AH BİR SESİMİ DUYURABİLSEM…

“Beni dinleyen olmadı diye düşünüyorum şimdi?”
“İstemiyorum” dediğim halde anlamadılar…
“Yoksa ben mi anlatamadım…”
“Herhalde sesimi duyuramadım…”
“Kendi hasletlerini benim geleceğimi şekillendirmek için kullandılar?”
“Anlatamadım, dinlemediler, dinletemedim…”

Ela gözlerinden akan yaşları tutamıyordu…
İçinde büyüttüğü ve sakladığı yalanı artık ona büyük geliyordu. Kendi cüssesini aşmış ve çoktan geçmişti…
Nasıl gülüyordu acaba içi sıkıntılar içinde dalgalanırken diye düşünmeden edemedim, nasıl sığardı insan kendi derisine hiç renk vermeden…
Hep başkalarının hikayelerini dinleriz. Dinledikten sonra da aklımızda kalanları başkalarına anlatırız. Onlar bu yanlışı yaşadılar, biz yaşamayalım diye…

Peki bu bilgi ile hareket etmek ne kadar doğruyu bulmamızı sağlar, yoksa farkına varmadan bizde körlük yaşar ve ideal için, “el alem ne der” için, toplumda böylesi daha çok saygı görür için, geleceğin daha parlak olurlar için, “ben yapamadım, sen yap”, böylece ben de yapmış olurumlar için mi mücadele veririz çocuklarımız için kararlar aldıkça…

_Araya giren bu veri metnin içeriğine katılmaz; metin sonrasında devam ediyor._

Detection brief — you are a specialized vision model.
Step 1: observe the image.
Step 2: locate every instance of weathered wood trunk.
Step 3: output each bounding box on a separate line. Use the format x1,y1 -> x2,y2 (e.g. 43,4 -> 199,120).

Başarılı olan çocuklarımızın, ders başarılarını hemen uygun bölümler bularak mı, yoksa kişilik özelliklerini ön sıraya koyarak mı şekillendirmelerine yardımcı olacağımız konusunda kafamız hemen karışır… Çünkü biz onlardan önce yol almışızdır ve yoldaki engebeleri ve çukurları biliriz sanırız.

Peki böyle midir hayat?

Eğer geç çocuk sahibi olduysanız, bir kuşak fark aranıza girdi ise; çocuğunuzla sizin, sizin yolunuz ile onun yol alacağı yol hala aynı mıdır? Her şeyin çok daha hızlı değiştiği bu zamanda artık o “sizin yolunuz” belki de belli kalıplar dışında yoktur.
Hep karıştırılan kavramlar var kariyer üzerine…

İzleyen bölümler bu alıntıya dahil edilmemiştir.